The problem gets even more complicated when we ponder Justice Souter's assertion that government neutrality in accommodation must be assured for all groups, not just religious ones. In his words, government must not prefer 'religion to irreligion.'
But not all legislative accommodations involve the conferring of benefits that are "general" or "secular." As the examples above show, many -- perhaps most -- accommodations are strictly "religious" in nature. They involve ritual practices and observances. They are firmly rooted in religious law. Their very purpose is to provide a benefit to religious adherents. It is simply not feasible to draft these laws for all groups. How, then, would it be possible to enact religious accommodation laws at all?
There is a silver lining, however, to this very dark cloud. Five of nine justices have now expressly called for a reconsideration of the court's 1985 Felton decision, which prohibited publicly funded teachers from entering religious school premises for the purpose of providing secular remedial education services.

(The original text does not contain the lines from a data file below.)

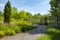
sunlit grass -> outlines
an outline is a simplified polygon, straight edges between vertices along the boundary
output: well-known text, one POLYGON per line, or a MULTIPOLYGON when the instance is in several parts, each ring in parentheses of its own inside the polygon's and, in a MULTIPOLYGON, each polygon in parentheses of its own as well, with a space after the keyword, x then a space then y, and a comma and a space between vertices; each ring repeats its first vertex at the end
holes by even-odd
POLYGON ((37 40, 60 40, 60 29, 48 28, 46 34, 37 40))

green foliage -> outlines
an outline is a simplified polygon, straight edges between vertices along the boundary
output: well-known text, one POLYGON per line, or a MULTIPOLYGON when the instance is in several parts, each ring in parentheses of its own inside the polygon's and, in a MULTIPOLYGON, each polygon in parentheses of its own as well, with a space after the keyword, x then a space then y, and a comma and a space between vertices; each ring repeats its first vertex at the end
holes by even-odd
POLYGON ((36 40, 51 40, 49 35, 44 35, 36 40))
POLYGON ((32 29, 32 26, 29 26, 29 25, 22 25, 21 26, 22 31, 28 31, 28 30, 31 30, 31 29, 32 29))
POLYGON ((0 31, 0 38, 5 35, 4 31, 0 31))
POLYGON ((15 35, 16 33, 15 33, 14 30, 8 29, 8 30, 5 30, 5 34, 6 34, 6 35, 15 35))
POLYGON ((11 4, 8 1, 5 5, 5 9, 4 9, 4 22, 9 24, 10 23, 10 18, 11 18, 11 4))
POLYGON ((16 33, 21 32, 21 28, 18 26, 10 27, 12 30, 14 30, 16 33))
POLYGON ((37 40, 60 40, 60 29, 48 27, 46 34, 37 40))

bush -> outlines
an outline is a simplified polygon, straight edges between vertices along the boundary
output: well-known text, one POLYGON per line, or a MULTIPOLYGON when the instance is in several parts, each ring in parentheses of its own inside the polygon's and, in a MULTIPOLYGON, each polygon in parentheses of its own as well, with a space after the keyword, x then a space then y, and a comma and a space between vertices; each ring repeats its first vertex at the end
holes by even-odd
POLYGON ((15 34, 15 31, 12 30, 12 29, 8 29, 8 30, 5 30, 5 34, 6 35, 14 35, 15 34))
POLYGON ((11 27, 12 30, 14 30, 16 33, 21 32, 21 29, 18 26, 11 27))
POLYGON ((20 27, 22 31, 28 31, 32 29, 32 26, 29 26, 29 25, 22 25, 20 27))
POLYGON ((5 35, 4 31, 0 31, 0 38, 5 35))

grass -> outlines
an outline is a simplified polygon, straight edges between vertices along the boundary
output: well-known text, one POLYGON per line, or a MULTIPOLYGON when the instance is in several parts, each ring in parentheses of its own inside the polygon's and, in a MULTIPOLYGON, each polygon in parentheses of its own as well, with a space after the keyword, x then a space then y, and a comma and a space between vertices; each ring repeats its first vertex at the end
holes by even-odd
POLYGON ((46 34, 37 40, 60 40, 60 29, 59 28, 48 28, 46 34))

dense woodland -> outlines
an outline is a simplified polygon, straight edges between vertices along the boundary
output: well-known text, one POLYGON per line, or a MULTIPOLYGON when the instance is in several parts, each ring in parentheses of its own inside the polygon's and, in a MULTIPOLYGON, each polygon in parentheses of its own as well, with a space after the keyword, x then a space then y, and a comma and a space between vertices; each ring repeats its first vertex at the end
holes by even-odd
POLYGON ((50 5, 48 14, 36 13, 32 15, 25 10, 18 12, 17 8, 12 7, 8 1, 3 12, 0 11, 0 37, 37 28, 32 25, 38 24, 47 26, 47 30, 46 35, 37 40, 60 40, 60 0, 50 0, 50 5))

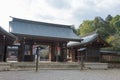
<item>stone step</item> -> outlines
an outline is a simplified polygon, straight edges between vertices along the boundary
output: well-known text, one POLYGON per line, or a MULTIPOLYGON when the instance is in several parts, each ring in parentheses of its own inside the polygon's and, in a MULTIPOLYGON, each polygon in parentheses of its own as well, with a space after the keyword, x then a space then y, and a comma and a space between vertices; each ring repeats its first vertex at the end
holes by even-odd
MULTIPOLYGON (((36 68, 35 62, 11 62, 0 63, 0 70, 34 70, 36 68)), ((40 62, 39 69, 52 70, 80 70, 81 64, 78 62, 40 62)), ((84 69, 107 69, 107 63, 84 63, 84 69)))

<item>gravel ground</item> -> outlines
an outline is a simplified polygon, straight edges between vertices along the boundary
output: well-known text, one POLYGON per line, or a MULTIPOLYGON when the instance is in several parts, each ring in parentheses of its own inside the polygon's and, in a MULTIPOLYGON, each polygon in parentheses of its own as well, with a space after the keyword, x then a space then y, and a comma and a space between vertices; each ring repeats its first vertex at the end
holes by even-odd
POLYGON ((0 80, 120 80, 120 69, 5 71, 0 80))

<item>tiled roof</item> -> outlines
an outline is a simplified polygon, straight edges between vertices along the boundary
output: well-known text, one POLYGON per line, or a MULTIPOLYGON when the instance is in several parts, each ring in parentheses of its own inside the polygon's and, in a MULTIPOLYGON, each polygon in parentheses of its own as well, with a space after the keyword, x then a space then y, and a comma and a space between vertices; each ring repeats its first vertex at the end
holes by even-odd
POLYGON ((13 18, 9 24, 10 32, 14 34, 80 40, 80 37, 73 33, 69 25, 37 22, 19 18, 13 18))
MULTIPOLYGON (((81 37, 81 39, 83 39, 81 42, 70 41, 67 44, 67 46, 68 47, 83 46, 85 44, 89 44, 91 42, 96 41, 98 38, 100 38, 99 34, 97 32, 94 32, 93 34, 81 37)), ((103 42, 105 42, 105 41, 103 40, 103 42)))

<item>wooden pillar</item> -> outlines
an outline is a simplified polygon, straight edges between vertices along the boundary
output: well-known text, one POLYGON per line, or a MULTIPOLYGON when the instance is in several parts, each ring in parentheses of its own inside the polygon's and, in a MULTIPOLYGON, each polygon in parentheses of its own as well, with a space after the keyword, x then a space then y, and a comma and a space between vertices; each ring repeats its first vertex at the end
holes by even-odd
POLYGON ((62 46, 63 49, 63 61, 66 62, 67 61, 67 43, 63 43, 62 46))
POLYGON ((74 49, 71 49, 71 58, 72 58, 72 62, 75 62, 75 51, 74 51, 74 49))
POLYGON ((18 61, 24 61, 24 52, 25 52, 25 44, 24 40, 20 41, 20 46, 18 48, 18 61))
POLYGON ((50 53, 49 53, 49 61, 55 61, 55 58, 56 58, 56 56, 55 56, 55 45, 54 44, 52 44, 51 46, 50 46, 50 53))
POLYGON ((6 62, 6 50, 7 50, 7 46, 6 46, 6 36, 3 35, 3 61, 6 62))

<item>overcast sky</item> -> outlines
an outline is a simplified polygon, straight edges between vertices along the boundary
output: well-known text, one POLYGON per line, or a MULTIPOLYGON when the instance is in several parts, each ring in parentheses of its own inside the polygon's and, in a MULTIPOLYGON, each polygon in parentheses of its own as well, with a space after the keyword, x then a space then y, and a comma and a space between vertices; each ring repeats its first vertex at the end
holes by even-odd
POLYGON ((120 0, 0 0, 0 26, 8 30, 9 16, 75 25, 95 16, 120 14, 120 0))

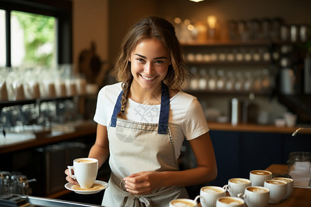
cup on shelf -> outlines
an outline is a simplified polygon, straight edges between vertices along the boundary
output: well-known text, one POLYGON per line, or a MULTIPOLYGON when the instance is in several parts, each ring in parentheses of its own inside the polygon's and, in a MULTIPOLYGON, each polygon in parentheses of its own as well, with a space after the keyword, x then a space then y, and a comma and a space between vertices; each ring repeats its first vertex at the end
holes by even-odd
POLYGON ((263 186, 270 191, 269 203, 279 204, 286 196, 288 192, 288 184, 285 181, 276 179, 267 179, 265 181, 263 186))
POLYGON ((265 181, 272 179, 272 173, 267 170, 256 170, 249 172, 252 186, 263 186, 265 181))

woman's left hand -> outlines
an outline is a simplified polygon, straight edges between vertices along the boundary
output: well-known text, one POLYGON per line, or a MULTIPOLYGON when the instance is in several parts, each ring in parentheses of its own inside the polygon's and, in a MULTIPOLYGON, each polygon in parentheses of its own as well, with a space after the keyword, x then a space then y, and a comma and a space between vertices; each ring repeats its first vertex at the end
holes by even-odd
POLYGON ((129 193, 134 195, 145 195, 163 186, 161 174, 162 173, 156 171, 141 172, 124 177, 123 180, 129 193))

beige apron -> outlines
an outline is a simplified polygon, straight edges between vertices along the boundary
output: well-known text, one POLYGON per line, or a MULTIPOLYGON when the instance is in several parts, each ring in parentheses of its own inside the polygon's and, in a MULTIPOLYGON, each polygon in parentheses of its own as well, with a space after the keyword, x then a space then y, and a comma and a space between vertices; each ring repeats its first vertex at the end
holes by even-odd
POLYGON ((105 206, 169 206, 169 201, 187 198, 185 187, 164 187, 151 194, 137 195, 126 191, 122 179, 142 171, 179 170, 175 148, 167 124, 169 90, 162 83, 159 124, 147 124, 117 118, 121 107, 120 92, 108 128, 111 175, 102 205, 105 206))

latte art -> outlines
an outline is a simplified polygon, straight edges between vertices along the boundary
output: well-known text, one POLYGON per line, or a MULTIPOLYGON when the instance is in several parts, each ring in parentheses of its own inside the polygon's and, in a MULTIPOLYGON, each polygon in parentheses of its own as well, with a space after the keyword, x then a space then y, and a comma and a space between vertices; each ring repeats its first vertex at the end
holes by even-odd
POLYGON ((81 159, 81 160, 77 161, 77 162, 79 162, 79 163, 93 163, 93 162, 95 162, 95 161, 93 161, 93 160, 90 160, 90 159, 81 159))
POLYGON ((266 182, 267 182, 268 184, 274 184, 274 185, 284 185, 284 183, 283 183, 282 181, 279 181, 278 180, 267 180, 266 181, 266 182))
POLYGON ((229 198, 229 197, 220 198, 220 199, 219 199, 219 201, 220 201, 221 203, 223 203, 223 204, 231 204, 231 205, 241 205, 243 204, 241 201, 240 201, 238 200, 236 200, 235 199, 229 198))
POLYGON ((82 188, 79 185, 73 185, 71 188, 76 190, 100 190, 104 188, 104 186, 101 184, 94 184, 91 188, 82 188))
POLYGON ((203 188, 202 189, 202 190, 203 190, 204 192, 207 193, 221 193, 223 192, 219 189, 214 188, 212 187, 205 187, 205 188, 203 188))
POLYGON ((261 188, 247 188, 247 190, 254 193, 267 193, 268 190, 261 188))
POLYGON ((252 171, 252 173, 259 175, 267 175, 271 174, 270 172, 265 170, 253 170, 252 171))
POLYGON ((187 200, 176 200, 171 202, 171 204, 174 207, 194 207, 196 206, 194 203, 187 201, 187 200))
POLYGON ((282 178, 281 178, 281 177, 274 177, 273 179, 281 180, 281 181, 285 181, 285 182, 287 182, 287 183, 292 181, 291 179, 286 179, 286 178, 285 178, 285 177, 282 177, 282 178))
POLYGON ((249 184, 250 181, 247 181, 247 179, 230 179, 230 181, 234 184, 249 184))

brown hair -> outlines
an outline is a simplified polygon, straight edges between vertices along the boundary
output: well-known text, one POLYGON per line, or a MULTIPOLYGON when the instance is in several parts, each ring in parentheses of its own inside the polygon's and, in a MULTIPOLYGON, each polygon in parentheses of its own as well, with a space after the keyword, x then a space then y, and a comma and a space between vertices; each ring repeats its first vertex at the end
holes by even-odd
POLYGON ((167 20, 158 17, 142 19, 135 24, 124 37, 116 60, 113 75, 122 82, 121 110, 126 103, 133 75, 129 59, 137 44, 144 39, 156 38, 168 51, 171 61, 163 81, 171 89, 180 89, 190 72, 183 61, 180 45, 177 39, 175 28, 167 20))

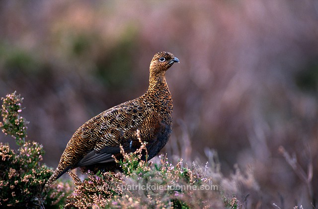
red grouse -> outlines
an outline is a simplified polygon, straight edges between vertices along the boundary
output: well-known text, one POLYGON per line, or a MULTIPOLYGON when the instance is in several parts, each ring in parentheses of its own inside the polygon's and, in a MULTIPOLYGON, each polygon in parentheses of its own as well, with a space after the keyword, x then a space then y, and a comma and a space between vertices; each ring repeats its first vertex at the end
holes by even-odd
MULTIPOLYGON (((56 170, 46 184, 50 185, 69 169, 114 170, 113 155, 134 152, 140 147, 137 130, 147 142, 148 159, 167 143, 172 124, 172 100, 165 72, 179 59, 168 52, 156 53, 150 63, 149 87, 142 96, 112 107, 85 122, 74 133, 61 157, 56 170)), ((143 157, 145 158, 145 157, 143 157)))

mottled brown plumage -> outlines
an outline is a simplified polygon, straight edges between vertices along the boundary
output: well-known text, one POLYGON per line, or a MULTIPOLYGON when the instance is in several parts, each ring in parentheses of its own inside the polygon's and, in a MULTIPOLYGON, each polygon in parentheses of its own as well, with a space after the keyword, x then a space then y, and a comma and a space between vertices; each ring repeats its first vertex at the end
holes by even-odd
POLYGON ((172 124, 172 100, 165 72, 178 62, 171 53, 156 53, 150 63, 147 92, 104 111, 80 127, 68 143, 46 186, 77 167, 93 170, 115 169, 112 156, 120 157, 120 145, 126 152, 134 152, 140 146, 137 129, 142 140, 147 142, 148 159, 157 155, 167 142, 172 124))

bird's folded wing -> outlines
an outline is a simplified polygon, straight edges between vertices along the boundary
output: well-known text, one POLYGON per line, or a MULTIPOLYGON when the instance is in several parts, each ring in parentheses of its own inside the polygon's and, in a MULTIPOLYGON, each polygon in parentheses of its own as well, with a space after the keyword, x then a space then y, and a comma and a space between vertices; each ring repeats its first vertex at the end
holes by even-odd
MULTIPOLYGON (((124 147, 124 150, 129 150, 130 151, 135 152, 136 149, 131 147, 124 147)), ((93 150, 85 156, 75 165, 76 167, 85 166, 96 163, 103 163, 112 162, 115 160, 112 157, 120 152, 119 147, 106 147, 99 152, 93 150)))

It is that decision which has seriously plagued, both in terms of participation and quality, the provision of federal education services to religious school children, even when federal law mandates their equitable participation.
Perhaps ther is, after all, a glimmer of hope in the Kiryas Joel decision. If it signals the first step in recognizing that Establishment Clause protections are not enhanced by depriving our children of the services they need and deserve, then it is a step in the right direction.
Abba Cohen is Washington director and counsel for Agudath Israel of America, a national Orthodox Jewish group that filed a brief with the Supreme Court supporting the Kiryas Joel School District.